Town and Country Shopping Center is a shopping center located in Kettering, Ohio, United States. It opened in 1951 and features both enclosed and open-air walkways that connect a series of adjacent stores and restaurants.

==History==
Town and Country Shopping Center was considered a modern-style, suburban shopping center when it first opened in 1951. The Dayton area J.C. Penney moved from its downtown Dayton location to the shopping complex in 1956. According to the Ohio History Connection, it was one of the first of its kind to feature illuminated signage and parking areas to allow patrons to shop at night.

Stein Mart opened as an anchor tenant in 1992.
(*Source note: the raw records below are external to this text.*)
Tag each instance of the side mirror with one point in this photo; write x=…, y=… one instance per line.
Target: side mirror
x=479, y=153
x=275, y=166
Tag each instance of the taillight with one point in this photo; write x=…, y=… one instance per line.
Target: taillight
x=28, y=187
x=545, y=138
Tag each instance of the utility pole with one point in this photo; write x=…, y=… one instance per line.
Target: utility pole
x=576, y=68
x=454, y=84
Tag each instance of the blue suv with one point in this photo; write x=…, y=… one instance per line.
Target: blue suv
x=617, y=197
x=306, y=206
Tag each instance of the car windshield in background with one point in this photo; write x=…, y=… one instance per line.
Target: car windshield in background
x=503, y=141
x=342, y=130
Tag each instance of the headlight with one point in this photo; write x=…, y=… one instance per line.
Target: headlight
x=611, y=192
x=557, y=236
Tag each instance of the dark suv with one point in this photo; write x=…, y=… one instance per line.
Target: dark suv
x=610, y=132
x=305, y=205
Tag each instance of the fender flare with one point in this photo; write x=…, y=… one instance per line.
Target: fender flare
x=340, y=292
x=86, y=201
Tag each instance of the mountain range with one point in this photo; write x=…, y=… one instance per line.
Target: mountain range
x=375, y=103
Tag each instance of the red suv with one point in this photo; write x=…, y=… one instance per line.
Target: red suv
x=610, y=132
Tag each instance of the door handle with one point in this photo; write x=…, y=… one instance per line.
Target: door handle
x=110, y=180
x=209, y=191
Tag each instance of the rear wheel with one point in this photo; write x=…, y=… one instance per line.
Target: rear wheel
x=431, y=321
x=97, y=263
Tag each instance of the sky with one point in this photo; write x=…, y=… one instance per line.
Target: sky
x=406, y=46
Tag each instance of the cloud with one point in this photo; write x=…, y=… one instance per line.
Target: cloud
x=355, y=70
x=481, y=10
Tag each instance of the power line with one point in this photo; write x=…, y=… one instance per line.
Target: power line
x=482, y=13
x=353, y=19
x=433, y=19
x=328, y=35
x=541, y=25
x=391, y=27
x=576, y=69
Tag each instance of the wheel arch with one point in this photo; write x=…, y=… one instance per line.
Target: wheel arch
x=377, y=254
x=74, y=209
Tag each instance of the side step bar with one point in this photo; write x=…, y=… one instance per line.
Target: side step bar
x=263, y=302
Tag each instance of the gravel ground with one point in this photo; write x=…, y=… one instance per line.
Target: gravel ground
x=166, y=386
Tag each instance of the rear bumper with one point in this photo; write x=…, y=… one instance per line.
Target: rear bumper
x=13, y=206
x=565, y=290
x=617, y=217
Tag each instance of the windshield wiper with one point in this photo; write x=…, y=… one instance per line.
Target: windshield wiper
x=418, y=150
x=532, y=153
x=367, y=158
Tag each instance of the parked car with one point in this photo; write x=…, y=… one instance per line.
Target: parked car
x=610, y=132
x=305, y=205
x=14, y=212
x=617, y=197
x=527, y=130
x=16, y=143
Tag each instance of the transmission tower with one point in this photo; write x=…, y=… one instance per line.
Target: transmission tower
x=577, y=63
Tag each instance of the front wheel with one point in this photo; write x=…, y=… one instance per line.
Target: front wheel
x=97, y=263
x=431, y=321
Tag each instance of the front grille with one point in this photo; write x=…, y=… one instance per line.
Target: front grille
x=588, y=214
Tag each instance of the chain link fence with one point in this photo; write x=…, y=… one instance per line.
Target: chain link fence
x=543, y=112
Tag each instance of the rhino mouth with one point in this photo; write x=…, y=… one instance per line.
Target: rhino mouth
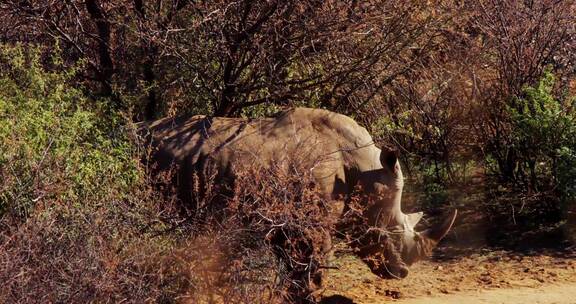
x=389, y=257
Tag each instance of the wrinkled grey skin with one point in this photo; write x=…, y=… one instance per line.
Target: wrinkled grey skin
x=341, y=153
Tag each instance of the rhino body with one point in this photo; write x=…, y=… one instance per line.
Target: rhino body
x=342, y=156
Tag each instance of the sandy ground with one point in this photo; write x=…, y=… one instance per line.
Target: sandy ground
x=483, y=277
x=547, y=294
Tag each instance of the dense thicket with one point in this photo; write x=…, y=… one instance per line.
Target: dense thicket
x=476, y=94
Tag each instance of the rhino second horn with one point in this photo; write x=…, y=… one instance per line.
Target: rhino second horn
x=440, y=231
x=413, y=219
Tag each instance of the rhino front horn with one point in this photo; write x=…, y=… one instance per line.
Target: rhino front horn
x=438, y=232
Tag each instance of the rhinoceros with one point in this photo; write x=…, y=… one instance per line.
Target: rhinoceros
x=347, y=152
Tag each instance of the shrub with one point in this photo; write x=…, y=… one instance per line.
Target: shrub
x=55, y=143
x=544, y=131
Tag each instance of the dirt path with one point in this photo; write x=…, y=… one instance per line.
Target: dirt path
x=483, y=277
x=548, y=294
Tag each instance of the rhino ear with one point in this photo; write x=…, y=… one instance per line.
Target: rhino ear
x=388, y=158
x=413, y=218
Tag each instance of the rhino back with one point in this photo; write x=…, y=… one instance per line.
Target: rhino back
x=327, y=141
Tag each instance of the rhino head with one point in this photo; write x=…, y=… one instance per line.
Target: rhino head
x=398, y=244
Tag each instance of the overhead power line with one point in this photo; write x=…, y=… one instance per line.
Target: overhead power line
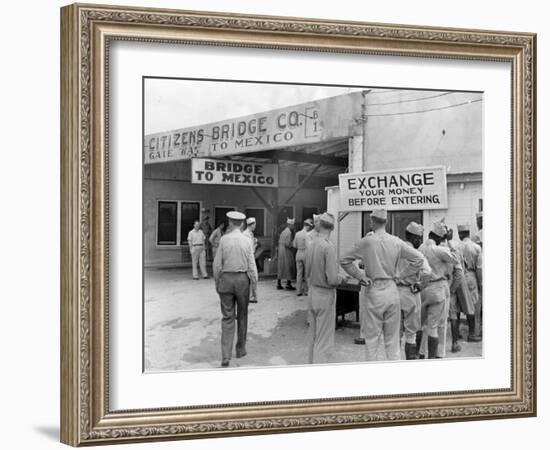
x=411, y=99
x=426, y=110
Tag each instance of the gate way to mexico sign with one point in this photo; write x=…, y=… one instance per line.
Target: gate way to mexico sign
x=306, y=123
x=422, y=188
x=237, y=173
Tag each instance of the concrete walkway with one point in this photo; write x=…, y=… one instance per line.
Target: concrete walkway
x=182, y=326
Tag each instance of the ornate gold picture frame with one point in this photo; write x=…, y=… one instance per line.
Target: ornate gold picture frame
x=86, y=34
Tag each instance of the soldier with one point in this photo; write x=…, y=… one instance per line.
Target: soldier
x=436, y=295
x=409, y=284
x=215, y=238
x=249, y=233
x=478, y=238
x=196, y=240
x=300, y=244
x=285, y=261
x=380, y=252
x=474, y=275
x=322, y=271
x=461, y=300
x=234, y=270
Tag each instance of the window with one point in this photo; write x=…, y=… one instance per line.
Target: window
x=167, y=223
x=258, y=214
x=397, y=222
x=189, y=212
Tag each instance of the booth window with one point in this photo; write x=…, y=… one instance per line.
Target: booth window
x=258, y=214
x=167, y=223
x=189, y=212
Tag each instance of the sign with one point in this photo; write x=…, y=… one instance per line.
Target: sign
x=236, y=173
x=424, y=188
x=311, y=122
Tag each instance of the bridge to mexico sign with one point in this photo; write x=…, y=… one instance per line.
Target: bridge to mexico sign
x=311, y=122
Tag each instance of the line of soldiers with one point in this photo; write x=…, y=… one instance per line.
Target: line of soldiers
x=418, y=284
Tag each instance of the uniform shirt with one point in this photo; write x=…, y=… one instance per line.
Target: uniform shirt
x=196, y=237
x=235, y=255
x=471, y=253
x=250, y=235
x=380, y=252
x=440, y=259
x=300, y=240
x=321, y=264
x=215, y=237
x=409, y=276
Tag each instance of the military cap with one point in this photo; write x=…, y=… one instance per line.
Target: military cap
x=235, y=215
x=327, y=218
x=439, y=229
x=415, y=228
x=381, y=214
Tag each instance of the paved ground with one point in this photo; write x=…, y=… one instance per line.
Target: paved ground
x=182, y=326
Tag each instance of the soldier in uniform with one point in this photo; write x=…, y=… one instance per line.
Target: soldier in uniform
x=409, y=284
x=234, y=270
x=215, y=238
x=300, y=244
x=436, y=295
x=380, y=253
x=249, y=233
x=322, y=271
x=285, y=263
x=196, y=240
x=472, y=255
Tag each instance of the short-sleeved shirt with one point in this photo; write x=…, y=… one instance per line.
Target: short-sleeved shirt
x=321, y=264
x=234, y=254
x=300, y=240
x=440, y=259
x=196, y=237
x=380, y=252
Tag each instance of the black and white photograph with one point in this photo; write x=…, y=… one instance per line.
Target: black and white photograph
x=295, y=224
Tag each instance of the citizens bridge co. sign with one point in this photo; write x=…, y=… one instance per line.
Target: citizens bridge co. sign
x=402, y=189
x=306, y=123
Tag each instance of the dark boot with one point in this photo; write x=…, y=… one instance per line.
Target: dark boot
x=472, y=329
x=418, y=344
x=410, y=351
x=454, y=333
x=432, y=347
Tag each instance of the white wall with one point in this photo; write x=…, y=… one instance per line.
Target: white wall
x=30, y=227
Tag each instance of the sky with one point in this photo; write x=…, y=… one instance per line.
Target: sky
x=171, y=104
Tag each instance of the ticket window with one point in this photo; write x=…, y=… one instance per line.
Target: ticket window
x=397, y=221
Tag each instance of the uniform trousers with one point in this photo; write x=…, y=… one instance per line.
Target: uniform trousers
x=382, y=321
x=301, y=281
x=233, y=289
x=471, y=279
x=410, y=307
x=435, y=310
x=198, y=259
x=321, y=318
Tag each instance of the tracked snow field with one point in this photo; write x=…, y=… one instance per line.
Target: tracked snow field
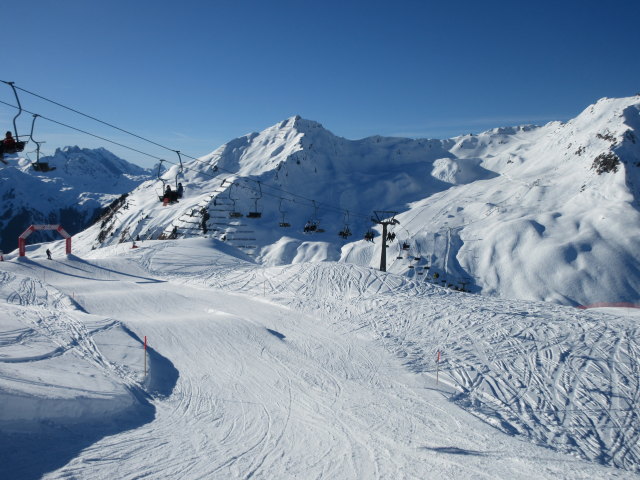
x=306, y=371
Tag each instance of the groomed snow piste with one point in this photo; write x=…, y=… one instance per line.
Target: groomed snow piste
x=313, y=370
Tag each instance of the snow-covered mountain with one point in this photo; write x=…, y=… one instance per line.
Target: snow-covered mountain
x=543, y=213
x=83, y=183
x=265, y=359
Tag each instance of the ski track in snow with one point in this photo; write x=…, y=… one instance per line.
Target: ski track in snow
x=577, y=375
x=326, y=371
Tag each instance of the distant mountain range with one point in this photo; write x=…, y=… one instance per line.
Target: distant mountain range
x=533, y=212
x=83, y=183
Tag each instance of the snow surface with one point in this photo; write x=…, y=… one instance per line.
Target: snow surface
x=83, y=183
x=518, y=212
x=311, y=370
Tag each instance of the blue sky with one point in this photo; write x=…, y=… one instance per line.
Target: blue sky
x=193, y=75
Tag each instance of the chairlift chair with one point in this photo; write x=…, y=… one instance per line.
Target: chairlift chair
x=19, y=144
x=346, y=231
x=234, y=213
x=283, y=223
x=38, y=166
x=256, y=213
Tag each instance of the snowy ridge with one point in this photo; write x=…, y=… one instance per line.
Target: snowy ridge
x=519, y=212
x=83, y=183
x=327, y=369
x=565, y=378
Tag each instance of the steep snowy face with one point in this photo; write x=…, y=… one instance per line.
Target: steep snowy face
x=527, y=212
x=83, y=183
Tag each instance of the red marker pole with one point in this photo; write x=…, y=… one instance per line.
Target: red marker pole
x=145, y=355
In late 2014, Town and Country owners announced that anchor stores were either relocating or expanding to make way for a major renovation with an estimated cost of $7 million. It was also revealed that TJ Maxx would be adding a location to the retail center. Other changes included enhancements to the interior, exterior, and parking lot. Anchor store Trader Joe's, the only location in the Dayton area, received a 25-percent expansion as part of the renovation. A new pedestrian breezeway was also constructed to connect smaller shops behind the shopping center.

Stein Mart filed for bankruptcy on August 12, 2020, and plans to go out of business by the end of the year. The company announced that it would close the Town and Country store when that location runs out of inventory. Stein Mart's lease with Town and Country expires in 2023, but the space is expected to be made available to shopping center management once released by the bankruptcy court.

==Description==
Town and Country Shopping Center has 74 spaces for shops and restaurants and is anchored by Stein Mart (34,000 sqft); 2nd & Charles (22,246 sqft); TJ Maxx (22,100 sqft); Tuesday Morning (13,936 sqft); Petco (13,700 sqft); Trader Joe's (12,223 sqft); Roderer Shoe Center, the largest shoe store in Ohio (11,036 sqft); and Buffalo Wild Wings (8,775 sqft). The shopping center has an enclosed portion containing 55 spaces and has an attached open-air section called the Village Shops which contain 23 shops and restaurants.